Upon closer investigation, it turned out that the Downey total – like the sun – kept rising every morning.
In an interview published in April 2014, Downey was quoted as saying that “The fact is that from 2002, Rudy was selling as much as $1 million worth of wine each year up to his arrest.” This means that, at most, he sold $10 million of wine.
In August 2014, only four months after this interview had been published, Downey declared in another publication, “Rudy sold $130 million worth of fake wine”.
In December 2016, it had reached $550 million. And by October 2018, Downey claimed that $592,222,222–$683,333,333 was the “Value of Rudy K made wine (sic) that still exists in the market”.

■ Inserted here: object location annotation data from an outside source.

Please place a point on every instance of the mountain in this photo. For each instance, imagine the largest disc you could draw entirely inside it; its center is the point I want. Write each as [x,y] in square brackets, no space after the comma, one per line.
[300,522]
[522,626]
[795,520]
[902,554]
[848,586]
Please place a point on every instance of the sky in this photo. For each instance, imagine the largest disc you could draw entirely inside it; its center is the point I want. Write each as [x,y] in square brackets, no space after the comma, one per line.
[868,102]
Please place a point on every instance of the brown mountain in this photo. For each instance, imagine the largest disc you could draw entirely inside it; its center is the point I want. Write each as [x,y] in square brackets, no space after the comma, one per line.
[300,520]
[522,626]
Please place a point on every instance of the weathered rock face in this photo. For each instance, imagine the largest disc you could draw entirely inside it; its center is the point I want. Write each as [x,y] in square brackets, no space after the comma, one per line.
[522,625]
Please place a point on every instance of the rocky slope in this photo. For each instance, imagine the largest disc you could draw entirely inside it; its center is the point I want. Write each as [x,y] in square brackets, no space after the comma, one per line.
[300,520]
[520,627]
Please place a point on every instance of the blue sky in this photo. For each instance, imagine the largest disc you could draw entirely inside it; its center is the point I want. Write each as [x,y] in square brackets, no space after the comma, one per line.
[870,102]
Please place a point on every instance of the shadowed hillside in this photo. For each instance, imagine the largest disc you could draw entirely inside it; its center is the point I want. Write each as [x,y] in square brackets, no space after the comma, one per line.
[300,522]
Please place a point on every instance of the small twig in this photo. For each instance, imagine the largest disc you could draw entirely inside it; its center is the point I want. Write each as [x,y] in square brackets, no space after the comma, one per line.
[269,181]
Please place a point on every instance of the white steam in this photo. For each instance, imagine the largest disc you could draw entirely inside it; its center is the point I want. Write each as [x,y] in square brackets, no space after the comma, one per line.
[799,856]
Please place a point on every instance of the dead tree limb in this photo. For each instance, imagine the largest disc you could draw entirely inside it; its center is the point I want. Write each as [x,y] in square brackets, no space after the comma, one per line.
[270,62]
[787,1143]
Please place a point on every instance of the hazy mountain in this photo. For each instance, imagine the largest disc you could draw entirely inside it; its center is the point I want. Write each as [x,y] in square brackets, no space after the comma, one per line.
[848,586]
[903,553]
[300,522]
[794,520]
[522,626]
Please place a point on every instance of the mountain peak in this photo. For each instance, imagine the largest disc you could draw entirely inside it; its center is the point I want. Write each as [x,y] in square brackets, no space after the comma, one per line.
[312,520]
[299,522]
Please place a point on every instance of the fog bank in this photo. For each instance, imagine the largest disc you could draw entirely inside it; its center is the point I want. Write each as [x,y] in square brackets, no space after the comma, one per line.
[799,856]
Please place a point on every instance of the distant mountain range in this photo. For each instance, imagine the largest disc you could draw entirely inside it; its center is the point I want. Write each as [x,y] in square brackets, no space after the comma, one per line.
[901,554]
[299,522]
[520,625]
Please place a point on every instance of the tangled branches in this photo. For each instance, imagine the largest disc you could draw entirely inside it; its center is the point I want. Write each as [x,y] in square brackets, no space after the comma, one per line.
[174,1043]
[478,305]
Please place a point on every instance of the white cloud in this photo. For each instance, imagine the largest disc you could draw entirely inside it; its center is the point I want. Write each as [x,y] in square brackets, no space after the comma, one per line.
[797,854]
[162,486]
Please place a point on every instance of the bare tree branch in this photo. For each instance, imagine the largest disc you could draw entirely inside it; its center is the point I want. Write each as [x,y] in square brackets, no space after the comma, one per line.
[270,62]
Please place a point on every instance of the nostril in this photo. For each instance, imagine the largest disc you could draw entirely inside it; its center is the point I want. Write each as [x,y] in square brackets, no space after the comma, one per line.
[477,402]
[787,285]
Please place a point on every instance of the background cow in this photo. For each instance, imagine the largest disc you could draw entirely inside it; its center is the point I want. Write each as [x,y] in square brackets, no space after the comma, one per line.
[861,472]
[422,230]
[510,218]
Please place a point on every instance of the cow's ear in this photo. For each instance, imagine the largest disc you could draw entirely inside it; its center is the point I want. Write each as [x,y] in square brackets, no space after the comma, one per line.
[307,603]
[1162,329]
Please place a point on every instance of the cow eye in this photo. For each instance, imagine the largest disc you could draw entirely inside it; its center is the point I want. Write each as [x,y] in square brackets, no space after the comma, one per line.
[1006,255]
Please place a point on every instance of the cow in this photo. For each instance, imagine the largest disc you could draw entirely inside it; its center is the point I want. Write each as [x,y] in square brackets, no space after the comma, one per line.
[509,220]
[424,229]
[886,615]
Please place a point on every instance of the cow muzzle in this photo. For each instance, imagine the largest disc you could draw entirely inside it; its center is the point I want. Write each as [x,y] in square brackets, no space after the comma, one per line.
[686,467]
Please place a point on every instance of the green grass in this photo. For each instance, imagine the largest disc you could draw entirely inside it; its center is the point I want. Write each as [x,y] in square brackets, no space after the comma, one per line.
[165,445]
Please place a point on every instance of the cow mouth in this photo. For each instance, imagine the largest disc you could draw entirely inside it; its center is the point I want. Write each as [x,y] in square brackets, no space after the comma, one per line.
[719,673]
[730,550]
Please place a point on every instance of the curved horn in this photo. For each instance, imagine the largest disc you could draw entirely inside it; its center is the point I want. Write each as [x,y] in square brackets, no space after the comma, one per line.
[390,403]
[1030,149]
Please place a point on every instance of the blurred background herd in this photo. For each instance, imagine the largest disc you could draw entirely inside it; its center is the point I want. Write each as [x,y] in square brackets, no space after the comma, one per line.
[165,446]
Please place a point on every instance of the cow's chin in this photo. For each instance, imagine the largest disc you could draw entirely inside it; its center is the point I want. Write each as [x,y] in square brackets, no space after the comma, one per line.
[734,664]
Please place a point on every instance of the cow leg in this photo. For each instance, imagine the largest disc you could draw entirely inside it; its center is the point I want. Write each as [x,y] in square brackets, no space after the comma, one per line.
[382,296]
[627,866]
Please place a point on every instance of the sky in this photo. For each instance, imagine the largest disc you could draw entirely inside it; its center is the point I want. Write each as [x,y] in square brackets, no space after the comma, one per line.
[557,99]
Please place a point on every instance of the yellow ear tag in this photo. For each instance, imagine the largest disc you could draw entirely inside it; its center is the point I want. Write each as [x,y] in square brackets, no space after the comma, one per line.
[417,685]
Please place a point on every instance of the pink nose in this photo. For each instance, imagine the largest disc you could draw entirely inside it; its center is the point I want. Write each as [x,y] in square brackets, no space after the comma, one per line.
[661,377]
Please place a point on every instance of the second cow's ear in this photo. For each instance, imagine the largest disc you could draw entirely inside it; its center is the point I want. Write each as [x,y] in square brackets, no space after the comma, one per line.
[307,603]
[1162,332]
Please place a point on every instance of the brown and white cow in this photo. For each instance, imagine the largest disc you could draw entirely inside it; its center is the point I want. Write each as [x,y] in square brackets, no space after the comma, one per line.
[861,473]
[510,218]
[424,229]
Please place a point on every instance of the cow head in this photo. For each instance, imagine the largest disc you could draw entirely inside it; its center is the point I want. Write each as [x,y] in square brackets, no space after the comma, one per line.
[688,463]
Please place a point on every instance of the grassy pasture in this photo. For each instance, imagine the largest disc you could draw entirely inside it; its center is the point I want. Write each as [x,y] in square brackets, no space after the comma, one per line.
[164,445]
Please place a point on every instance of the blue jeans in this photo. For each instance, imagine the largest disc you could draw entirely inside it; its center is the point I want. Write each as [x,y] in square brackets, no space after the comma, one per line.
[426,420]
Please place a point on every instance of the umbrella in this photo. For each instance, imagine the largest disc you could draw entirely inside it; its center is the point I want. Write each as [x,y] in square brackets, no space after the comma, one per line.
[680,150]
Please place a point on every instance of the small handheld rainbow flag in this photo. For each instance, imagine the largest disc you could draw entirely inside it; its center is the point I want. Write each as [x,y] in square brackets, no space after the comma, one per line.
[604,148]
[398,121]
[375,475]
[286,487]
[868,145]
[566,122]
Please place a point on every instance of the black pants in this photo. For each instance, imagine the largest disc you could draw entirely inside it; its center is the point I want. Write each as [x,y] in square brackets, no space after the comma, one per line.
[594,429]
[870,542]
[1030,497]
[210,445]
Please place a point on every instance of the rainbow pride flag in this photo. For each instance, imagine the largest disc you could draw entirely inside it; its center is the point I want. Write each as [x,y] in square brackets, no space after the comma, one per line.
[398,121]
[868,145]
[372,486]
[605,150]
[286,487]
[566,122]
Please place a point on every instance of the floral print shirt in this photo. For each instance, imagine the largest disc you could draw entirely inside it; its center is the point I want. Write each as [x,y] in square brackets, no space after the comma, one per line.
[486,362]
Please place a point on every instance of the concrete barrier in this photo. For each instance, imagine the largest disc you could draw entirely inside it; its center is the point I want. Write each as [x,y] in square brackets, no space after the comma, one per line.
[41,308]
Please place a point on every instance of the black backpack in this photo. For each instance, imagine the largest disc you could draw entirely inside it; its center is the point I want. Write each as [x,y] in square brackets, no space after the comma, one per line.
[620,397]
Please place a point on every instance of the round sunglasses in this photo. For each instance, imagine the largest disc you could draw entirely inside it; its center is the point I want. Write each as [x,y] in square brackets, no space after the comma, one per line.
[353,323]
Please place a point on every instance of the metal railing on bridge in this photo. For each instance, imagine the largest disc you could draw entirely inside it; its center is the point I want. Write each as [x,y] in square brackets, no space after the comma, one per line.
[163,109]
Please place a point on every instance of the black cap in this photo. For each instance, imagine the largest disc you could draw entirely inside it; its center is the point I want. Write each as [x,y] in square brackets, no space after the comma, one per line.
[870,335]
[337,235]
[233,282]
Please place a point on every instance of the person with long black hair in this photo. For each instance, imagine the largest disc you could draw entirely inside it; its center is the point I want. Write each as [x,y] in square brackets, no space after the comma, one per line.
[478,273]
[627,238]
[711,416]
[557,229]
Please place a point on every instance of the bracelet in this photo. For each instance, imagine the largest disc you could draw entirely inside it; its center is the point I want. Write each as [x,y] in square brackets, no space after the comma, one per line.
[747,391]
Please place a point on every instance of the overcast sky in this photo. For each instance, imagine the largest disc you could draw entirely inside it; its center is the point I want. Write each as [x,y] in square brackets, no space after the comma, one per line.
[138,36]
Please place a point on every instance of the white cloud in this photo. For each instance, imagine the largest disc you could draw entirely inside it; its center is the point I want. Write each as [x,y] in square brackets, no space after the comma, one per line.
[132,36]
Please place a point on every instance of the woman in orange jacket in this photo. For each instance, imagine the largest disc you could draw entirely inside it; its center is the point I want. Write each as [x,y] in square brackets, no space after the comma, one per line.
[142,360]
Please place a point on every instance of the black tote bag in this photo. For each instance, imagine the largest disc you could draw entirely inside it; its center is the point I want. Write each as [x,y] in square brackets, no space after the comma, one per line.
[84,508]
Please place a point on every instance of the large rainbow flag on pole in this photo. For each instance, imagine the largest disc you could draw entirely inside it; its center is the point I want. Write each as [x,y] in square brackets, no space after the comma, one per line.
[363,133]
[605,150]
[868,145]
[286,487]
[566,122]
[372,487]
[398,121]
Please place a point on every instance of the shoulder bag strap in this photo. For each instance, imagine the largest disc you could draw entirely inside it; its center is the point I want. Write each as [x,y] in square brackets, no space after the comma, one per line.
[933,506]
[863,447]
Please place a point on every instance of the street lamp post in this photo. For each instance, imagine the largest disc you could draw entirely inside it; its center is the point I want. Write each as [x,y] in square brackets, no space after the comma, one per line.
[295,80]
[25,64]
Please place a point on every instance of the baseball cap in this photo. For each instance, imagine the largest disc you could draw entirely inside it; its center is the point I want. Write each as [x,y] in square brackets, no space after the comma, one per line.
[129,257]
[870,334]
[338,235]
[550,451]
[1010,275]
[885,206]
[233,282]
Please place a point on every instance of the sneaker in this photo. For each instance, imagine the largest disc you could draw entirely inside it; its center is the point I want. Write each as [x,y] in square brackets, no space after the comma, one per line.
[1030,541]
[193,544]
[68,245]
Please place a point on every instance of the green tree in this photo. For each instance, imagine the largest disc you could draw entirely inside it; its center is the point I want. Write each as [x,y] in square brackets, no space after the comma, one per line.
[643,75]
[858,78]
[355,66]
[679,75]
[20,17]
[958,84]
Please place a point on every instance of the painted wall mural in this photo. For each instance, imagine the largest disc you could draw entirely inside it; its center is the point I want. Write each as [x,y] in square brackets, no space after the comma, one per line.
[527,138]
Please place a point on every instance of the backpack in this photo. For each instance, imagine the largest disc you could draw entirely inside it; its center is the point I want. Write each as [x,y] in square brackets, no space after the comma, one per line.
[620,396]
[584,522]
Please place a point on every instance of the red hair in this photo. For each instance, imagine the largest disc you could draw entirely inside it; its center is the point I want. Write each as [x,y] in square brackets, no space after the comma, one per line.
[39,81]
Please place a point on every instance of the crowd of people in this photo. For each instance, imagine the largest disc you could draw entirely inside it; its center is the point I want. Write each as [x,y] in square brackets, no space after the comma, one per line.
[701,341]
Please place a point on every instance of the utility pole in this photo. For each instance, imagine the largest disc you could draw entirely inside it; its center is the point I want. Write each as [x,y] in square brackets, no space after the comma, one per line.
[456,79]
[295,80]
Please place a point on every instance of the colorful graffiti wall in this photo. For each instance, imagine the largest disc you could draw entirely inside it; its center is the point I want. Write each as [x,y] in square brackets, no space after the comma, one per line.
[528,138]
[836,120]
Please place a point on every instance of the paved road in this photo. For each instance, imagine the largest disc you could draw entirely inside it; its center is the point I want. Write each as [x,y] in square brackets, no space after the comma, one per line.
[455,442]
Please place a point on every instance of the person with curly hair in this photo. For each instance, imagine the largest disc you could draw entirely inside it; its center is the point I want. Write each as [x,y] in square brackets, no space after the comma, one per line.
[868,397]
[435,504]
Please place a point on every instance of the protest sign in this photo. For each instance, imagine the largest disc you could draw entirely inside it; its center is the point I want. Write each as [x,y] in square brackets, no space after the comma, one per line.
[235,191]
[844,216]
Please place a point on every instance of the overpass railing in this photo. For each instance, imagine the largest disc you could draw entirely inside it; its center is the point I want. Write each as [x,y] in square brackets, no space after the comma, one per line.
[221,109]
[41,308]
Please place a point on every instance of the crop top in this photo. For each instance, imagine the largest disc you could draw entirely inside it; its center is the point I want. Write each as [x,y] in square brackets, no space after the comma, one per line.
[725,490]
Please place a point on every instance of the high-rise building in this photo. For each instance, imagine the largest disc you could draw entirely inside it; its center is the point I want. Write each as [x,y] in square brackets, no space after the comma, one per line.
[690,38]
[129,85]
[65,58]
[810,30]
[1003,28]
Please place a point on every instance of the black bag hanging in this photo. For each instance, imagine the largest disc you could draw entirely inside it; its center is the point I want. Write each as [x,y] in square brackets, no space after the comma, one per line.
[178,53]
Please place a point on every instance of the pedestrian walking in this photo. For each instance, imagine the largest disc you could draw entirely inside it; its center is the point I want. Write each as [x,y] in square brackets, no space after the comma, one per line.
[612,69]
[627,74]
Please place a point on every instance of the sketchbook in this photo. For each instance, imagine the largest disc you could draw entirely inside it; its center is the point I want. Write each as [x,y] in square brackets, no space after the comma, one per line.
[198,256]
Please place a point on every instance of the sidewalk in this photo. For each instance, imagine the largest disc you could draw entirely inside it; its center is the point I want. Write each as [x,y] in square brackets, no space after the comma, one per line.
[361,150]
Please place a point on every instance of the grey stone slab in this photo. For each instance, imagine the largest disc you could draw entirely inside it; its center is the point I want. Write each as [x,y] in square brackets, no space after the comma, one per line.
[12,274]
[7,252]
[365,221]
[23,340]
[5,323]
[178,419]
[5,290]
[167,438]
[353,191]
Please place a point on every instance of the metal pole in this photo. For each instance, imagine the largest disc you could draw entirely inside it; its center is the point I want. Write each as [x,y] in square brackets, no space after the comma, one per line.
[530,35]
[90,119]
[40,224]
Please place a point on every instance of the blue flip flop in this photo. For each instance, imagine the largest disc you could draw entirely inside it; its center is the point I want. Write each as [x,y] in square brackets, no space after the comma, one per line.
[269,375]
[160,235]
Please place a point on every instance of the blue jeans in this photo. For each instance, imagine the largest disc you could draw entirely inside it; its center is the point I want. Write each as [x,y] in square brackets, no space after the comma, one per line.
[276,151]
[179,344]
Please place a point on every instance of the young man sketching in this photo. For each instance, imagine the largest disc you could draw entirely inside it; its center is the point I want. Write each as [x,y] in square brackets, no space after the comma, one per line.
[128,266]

Downey wrote, “Because we are missing 81.7% of the time/banking data to see what was paid in, and 53.2% of known (sic) auction consignments sales revenue, plus a myriad of other sales for which we have zero data despite knowing they occurred (sic), it is fair and necessary to add in some amount to represent the considerable missing sales data.”
The FBI and other US legal authorities seem to have missed the data revealed only to Miss Downey. By her own admission here, she made-up most of the figures.
It is hard to say whether these misrepresentations are simply errors of judgement caused by a poor grasp of the figures, or wilfully done in order to promote Downey’s vested interest in there being counterfeit wines in the market. Such noisy carelessness makes one wonder how much else is incorrect in the work of Maureen Downey.
At Arden Fine Wines, my sole concern is that whatever I’m buying or selling is genuine and as good an example of a specific wine as is possible. It’s called integrity (ideally supported by literacy and numeracy) and – as I have demonstrated – is sometimes missing in the fine wine trade.